At about 4:30 a.m. on 15 October 1980, the Buntings were awoken by the sound of banging coming from men with sledgehammers breaking down their door. Within seconds, several gunmen wearing balaclavas stormed the Bunting's home in the Downfine Gardens area of Turf Lodge. They shot Bunting, his wife Suzanne and another INLA man and ex-member of the Red Republican Party, Noel Lyttle, who had been staying there after his recent release from detention. According to The Guardian report by David Beresford,

The shots woke the Buntings' children, age 7 and 3, who ran screaming into the street after discovering their parents lying together at the top of the stairs, covered in blood. Mr Lyttle was shot in bed, near a cot in which the Buntings' baby son was sleeping.

Both Ronnie Bunting and Lyttle were killed. Suzanne Bunting, who was shot in the face, survived her serious injuries. From her hospital bed she stated that the RUC "know, as I do, that the people who killed Ronnie and Noel knew where they could be found, in what rooms, and how best to break down the doors. I told the police what I believe and know in all my heart, that it was the SAS", i.e. a special forces unit of the British Army. i

The attack was claimed by the Ulster Defence Association (UDA), but the INLA claimed the Special Air Service were involved. Despite seven doors being at the top of the stairs, all of the attackers went straight for the Buntings' bedroom.

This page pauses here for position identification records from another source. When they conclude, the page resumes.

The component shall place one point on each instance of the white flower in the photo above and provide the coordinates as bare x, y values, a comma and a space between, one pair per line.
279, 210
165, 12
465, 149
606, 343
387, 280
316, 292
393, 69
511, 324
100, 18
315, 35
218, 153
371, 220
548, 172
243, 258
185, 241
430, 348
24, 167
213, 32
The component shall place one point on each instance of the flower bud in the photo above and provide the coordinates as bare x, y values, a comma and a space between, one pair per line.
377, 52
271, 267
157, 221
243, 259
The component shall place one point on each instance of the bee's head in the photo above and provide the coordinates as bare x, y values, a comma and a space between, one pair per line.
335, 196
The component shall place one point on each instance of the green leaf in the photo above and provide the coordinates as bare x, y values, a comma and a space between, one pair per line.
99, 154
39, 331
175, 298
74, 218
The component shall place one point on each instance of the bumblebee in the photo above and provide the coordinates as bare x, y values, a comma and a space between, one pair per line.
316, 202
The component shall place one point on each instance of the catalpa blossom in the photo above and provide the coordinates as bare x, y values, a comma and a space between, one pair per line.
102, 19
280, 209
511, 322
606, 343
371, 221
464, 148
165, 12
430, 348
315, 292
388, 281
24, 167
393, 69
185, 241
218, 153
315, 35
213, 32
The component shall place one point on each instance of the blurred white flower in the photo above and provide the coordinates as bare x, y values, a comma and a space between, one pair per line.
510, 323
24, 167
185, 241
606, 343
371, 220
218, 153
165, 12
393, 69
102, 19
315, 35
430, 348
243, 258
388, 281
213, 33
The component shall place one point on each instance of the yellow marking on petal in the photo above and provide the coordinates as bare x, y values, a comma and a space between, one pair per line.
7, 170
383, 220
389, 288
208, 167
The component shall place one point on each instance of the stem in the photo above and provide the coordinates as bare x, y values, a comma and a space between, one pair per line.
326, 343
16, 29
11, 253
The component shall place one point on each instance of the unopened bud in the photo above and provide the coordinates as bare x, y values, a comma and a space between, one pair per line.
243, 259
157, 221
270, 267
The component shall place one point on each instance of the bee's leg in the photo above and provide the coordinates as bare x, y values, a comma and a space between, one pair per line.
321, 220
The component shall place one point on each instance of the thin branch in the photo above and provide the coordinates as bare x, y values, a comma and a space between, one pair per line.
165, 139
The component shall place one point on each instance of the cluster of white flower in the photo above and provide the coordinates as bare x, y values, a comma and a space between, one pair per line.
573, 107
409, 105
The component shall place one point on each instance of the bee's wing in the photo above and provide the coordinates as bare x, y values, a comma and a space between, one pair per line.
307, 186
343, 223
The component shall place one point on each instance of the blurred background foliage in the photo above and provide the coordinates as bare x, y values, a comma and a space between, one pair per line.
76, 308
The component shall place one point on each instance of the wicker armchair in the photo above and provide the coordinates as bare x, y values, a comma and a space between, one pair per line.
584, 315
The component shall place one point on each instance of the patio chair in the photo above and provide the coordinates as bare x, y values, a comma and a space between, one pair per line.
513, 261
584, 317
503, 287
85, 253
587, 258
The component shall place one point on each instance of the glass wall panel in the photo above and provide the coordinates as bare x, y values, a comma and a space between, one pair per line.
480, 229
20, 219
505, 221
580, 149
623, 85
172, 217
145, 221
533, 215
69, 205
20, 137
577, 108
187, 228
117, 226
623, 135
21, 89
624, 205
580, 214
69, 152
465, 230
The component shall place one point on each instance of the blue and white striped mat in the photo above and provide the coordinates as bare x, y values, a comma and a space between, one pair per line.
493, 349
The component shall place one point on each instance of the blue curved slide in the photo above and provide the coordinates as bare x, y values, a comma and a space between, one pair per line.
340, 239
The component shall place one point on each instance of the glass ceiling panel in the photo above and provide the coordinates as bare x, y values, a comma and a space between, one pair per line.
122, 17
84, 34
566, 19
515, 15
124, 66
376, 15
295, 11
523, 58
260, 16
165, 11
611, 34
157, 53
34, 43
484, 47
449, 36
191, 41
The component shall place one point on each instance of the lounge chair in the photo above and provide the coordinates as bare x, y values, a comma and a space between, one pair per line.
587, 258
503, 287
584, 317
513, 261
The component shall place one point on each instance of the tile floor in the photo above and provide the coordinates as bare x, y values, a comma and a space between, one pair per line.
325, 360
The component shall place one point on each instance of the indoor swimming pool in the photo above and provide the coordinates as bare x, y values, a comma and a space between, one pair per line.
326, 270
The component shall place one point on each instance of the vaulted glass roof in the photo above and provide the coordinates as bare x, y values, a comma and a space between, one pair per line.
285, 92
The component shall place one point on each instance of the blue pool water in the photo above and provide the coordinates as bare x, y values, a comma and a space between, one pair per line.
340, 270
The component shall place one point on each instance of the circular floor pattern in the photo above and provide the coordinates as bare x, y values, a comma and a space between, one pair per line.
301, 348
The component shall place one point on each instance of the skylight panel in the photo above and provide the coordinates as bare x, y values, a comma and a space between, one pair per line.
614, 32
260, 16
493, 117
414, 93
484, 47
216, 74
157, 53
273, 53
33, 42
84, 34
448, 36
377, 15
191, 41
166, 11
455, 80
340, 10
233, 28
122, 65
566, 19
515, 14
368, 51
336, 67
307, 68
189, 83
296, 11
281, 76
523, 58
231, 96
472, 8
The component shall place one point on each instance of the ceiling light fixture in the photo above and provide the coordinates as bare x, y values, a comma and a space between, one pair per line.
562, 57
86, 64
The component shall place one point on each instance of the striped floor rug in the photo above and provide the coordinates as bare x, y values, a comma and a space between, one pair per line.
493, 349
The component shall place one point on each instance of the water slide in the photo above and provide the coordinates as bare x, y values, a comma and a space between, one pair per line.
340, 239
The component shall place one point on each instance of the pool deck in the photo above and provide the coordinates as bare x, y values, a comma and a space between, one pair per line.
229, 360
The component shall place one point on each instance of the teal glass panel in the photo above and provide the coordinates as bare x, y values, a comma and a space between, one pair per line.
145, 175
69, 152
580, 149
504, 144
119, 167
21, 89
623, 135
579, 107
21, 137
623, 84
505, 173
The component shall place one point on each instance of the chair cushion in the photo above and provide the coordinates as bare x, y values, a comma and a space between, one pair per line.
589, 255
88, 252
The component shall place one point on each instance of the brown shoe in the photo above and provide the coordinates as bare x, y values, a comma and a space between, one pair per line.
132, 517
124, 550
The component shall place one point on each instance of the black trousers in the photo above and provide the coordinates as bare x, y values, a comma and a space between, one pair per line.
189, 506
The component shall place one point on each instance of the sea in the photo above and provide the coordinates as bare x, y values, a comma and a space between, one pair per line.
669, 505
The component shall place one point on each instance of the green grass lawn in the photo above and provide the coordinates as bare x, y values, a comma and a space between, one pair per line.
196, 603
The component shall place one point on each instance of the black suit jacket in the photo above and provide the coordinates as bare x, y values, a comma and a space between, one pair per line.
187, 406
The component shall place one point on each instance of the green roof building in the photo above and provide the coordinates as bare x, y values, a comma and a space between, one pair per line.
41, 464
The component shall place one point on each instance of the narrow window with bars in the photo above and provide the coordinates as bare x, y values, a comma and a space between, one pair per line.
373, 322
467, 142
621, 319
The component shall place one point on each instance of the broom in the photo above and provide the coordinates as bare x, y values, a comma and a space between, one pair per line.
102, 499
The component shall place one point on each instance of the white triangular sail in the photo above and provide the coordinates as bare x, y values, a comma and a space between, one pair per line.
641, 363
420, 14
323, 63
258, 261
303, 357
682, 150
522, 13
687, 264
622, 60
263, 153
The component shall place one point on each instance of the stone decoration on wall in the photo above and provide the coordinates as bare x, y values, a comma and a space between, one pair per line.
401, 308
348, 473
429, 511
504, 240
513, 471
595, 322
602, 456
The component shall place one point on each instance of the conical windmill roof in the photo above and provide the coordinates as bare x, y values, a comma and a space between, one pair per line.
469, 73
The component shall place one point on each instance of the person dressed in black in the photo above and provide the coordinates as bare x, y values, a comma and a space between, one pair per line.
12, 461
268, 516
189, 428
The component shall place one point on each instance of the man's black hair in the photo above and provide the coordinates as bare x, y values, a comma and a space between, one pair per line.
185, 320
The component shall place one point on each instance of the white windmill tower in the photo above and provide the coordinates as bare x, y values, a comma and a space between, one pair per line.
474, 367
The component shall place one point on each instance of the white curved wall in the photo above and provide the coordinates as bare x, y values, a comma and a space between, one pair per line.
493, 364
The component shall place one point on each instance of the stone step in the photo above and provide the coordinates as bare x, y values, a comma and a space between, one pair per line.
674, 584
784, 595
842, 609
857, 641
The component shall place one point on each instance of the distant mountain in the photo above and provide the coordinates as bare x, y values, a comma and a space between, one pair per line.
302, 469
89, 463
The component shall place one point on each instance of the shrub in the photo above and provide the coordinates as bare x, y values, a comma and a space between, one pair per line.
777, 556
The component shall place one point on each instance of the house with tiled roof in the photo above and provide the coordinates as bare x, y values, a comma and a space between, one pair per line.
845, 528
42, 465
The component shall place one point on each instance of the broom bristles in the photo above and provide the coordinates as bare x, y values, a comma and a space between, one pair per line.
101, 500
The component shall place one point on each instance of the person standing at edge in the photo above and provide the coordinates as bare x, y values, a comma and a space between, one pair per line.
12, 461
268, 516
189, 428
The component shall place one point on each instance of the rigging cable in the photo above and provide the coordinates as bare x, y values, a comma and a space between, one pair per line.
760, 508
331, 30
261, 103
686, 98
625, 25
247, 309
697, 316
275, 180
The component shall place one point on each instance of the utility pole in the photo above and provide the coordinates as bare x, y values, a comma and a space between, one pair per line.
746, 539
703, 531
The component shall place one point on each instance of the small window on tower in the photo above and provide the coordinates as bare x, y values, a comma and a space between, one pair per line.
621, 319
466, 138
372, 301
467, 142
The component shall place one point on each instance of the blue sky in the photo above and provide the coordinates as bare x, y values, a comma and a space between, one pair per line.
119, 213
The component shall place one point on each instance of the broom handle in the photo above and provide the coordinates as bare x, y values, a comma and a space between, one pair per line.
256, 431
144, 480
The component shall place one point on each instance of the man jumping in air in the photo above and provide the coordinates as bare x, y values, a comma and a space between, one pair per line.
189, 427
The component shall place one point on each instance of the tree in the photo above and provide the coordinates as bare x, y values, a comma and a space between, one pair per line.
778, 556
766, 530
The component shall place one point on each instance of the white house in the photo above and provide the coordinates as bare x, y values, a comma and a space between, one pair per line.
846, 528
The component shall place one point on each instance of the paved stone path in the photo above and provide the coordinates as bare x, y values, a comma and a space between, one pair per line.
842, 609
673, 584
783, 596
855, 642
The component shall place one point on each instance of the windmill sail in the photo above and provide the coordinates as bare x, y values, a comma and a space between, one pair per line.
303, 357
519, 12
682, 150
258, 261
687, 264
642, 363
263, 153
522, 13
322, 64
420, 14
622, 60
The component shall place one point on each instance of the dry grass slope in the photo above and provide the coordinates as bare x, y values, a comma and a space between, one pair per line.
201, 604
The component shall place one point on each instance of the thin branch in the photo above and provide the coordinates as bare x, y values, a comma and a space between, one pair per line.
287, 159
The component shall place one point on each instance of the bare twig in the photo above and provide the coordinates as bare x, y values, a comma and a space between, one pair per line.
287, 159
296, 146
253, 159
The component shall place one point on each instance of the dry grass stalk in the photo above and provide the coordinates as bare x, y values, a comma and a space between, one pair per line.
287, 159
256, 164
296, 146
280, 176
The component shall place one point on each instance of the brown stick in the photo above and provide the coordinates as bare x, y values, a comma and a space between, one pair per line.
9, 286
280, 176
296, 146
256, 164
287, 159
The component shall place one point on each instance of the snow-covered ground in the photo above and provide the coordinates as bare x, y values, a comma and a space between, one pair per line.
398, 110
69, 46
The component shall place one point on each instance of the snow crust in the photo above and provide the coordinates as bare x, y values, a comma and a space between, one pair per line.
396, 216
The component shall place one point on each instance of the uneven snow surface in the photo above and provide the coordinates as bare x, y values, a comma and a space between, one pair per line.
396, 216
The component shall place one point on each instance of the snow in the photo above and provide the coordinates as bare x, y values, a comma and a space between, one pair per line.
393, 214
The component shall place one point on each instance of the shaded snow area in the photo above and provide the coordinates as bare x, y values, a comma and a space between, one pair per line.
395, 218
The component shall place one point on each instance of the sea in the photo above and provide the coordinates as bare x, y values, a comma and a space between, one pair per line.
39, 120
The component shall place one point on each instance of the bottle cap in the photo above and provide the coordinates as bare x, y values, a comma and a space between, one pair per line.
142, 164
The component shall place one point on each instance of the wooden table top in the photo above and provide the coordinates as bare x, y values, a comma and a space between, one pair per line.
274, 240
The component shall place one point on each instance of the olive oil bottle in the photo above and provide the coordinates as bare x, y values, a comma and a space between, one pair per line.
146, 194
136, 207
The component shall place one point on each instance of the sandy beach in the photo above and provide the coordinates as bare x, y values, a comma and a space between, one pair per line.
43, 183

Upon his death, Bunting's body was kept in a funeral parlour on the Newtownards Road opposite the headquarters of the UDA. On the day of the funeral, as the coffin was being removed, UDA members jeered from their building. The IRSP had wanted a republican paramilitary-style funeral for Bunting but his father refused and had Bunting buried in the family plot of a Church of Ireland cemetery near Donaghadee.